MRP might calculate that the factory will need 100 brackets for a production order due to start on March 5, for example, and only 60 are expected to be on-hand and available on that date. The system will recommend buying a standard lot of brackets, say 500, with a due date of March 5 and an ordering date of February 5 since there is an assumed lead time of four weeks. If this plan is laid out on February 15, 10 days after the order should have been started, that’s just too bad. MRP will expect you to get those brackets in less than the stated lead time.
Optimization, on the other hand, might recognize that half of that lead time is transportation and the purchase might be expedited by switching to a faster mode. There might be an alternate supplier with shorter delivery time. It may be possible to delay the production order start and make some adjustments in the production schedule to complete the product in time in spite of the late start.
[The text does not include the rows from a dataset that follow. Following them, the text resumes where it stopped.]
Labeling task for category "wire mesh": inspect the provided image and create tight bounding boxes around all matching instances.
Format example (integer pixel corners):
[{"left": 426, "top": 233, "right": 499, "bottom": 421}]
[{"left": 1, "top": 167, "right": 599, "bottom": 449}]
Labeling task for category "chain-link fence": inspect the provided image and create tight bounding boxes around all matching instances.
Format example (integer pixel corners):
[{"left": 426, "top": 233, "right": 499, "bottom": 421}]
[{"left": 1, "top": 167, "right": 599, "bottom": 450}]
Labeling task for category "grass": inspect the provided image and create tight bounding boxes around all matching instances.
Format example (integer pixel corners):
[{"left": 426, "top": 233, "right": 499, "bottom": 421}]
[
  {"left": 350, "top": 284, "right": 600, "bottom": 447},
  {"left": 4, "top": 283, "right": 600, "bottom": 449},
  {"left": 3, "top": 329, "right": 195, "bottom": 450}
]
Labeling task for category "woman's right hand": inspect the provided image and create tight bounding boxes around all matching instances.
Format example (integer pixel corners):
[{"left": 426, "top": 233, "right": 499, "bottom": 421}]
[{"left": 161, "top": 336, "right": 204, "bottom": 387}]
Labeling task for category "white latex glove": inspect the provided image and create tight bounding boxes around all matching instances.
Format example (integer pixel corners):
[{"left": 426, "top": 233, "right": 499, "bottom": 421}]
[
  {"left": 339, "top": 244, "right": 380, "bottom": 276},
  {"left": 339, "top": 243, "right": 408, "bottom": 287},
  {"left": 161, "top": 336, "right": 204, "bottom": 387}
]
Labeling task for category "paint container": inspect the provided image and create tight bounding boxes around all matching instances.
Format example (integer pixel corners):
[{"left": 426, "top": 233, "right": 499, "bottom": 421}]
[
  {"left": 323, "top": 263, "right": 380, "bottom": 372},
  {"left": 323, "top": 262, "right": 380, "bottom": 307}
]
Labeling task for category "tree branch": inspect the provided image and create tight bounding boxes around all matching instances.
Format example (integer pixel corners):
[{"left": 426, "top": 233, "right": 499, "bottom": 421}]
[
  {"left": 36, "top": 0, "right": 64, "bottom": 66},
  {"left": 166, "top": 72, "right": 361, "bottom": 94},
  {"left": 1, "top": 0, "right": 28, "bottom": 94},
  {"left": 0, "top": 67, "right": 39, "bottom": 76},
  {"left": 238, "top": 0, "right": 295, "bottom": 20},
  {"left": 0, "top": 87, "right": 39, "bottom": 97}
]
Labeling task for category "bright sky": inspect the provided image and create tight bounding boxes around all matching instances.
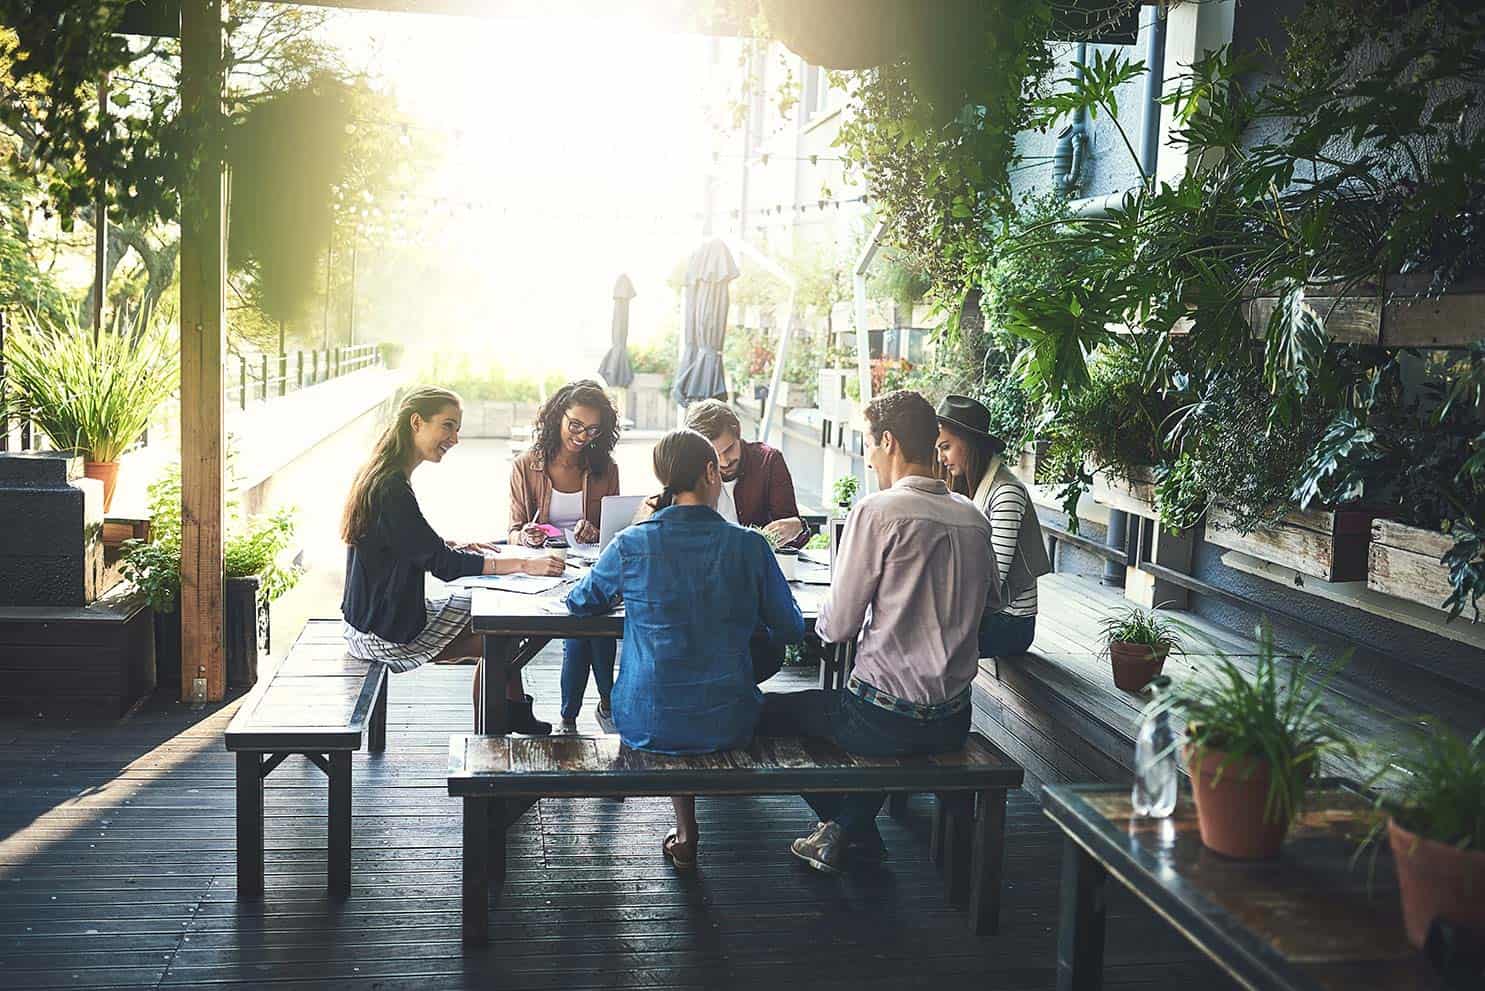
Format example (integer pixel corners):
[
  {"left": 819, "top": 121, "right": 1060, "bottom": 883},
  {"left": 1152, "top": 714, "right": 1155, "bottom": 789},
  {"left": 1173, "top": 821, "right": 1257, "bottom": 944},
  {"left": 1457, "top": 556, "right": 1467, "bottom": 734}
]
[{"left": 319, "top": 10, "right": 725, "bottom": 374}]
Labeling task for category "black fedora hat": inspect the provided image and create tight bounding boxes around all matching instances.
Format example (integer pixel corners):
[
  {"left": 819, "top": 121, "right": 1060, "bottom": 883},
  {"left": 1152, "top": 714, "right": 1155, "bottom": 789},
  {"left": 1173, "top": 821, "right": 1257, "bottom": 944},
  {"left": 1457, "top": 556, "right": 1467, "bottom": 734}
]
[{"left": 936, "top": 394, "right": 1007, "bottom": 455}]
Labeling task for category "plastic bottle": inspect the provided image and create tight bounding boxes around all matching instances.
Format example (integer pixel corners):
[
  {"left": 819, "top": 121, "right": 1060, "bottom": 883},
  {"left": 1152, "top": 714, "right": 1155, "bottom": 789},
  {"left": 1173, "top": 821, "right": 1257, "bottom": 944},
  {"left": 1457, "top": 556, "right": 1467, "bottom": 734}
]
[{"left": 1132, "top": 676, "right": 1178, "bottom": 818}]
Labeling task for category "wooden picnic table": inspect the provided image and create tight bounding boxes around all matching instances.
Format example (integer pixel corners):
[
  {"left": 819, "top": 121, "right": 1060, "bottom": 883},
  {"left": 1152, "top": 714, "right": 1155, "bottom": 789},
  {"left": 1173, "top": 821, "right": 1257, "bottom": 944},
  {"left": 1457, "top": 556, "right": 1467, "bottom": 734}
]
[
  {"left": 1041, "top": 783, "right": 1443, "bottom": 991},
  {"left": 469, "top": 556, "right": 836, "bottom": 734}
]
Optimization is designed to consider alternatives to come up with the ‘best’ plan, given the options available.
Supply Chain Examples
Supply chain planning is full of decisions that require a kind of ‘judgment’ to compare alternatives and find the best solution where there is no straightforward ‘right answer’.
Think about where to locate a new distribution warehouse. It should be close enough to provide acceptable shipment lead time to as many customers as practical using the least costly transportation alternatives. It should be stocked with the right mix of products, in the right quantities, to fill a high percentage of customer orders within the expected order processing and fulfillment time. There are many ways to achieve these goals and optimization will test many combinations to determine which produces the most favorable result.
Replenishment dynamics must also be factored in – distance and lead time from supplying warehouse, supplier or plant; quantity and timing of replenishment while consid13ering transportation lead times and costs for different shipping alternatives. And there’s often an opportunity to reduce cost and improve service by stocking only certain products in certain warehouses and fulfilling a single order from multiple stocking points.
Optimization is the engine that makes supply chain planning possible. It is the tool that allows planning software to go beyond strict mathematical formulas to what can be considered a small step toward artificial intelligence – software simulating something resembling human reasoning.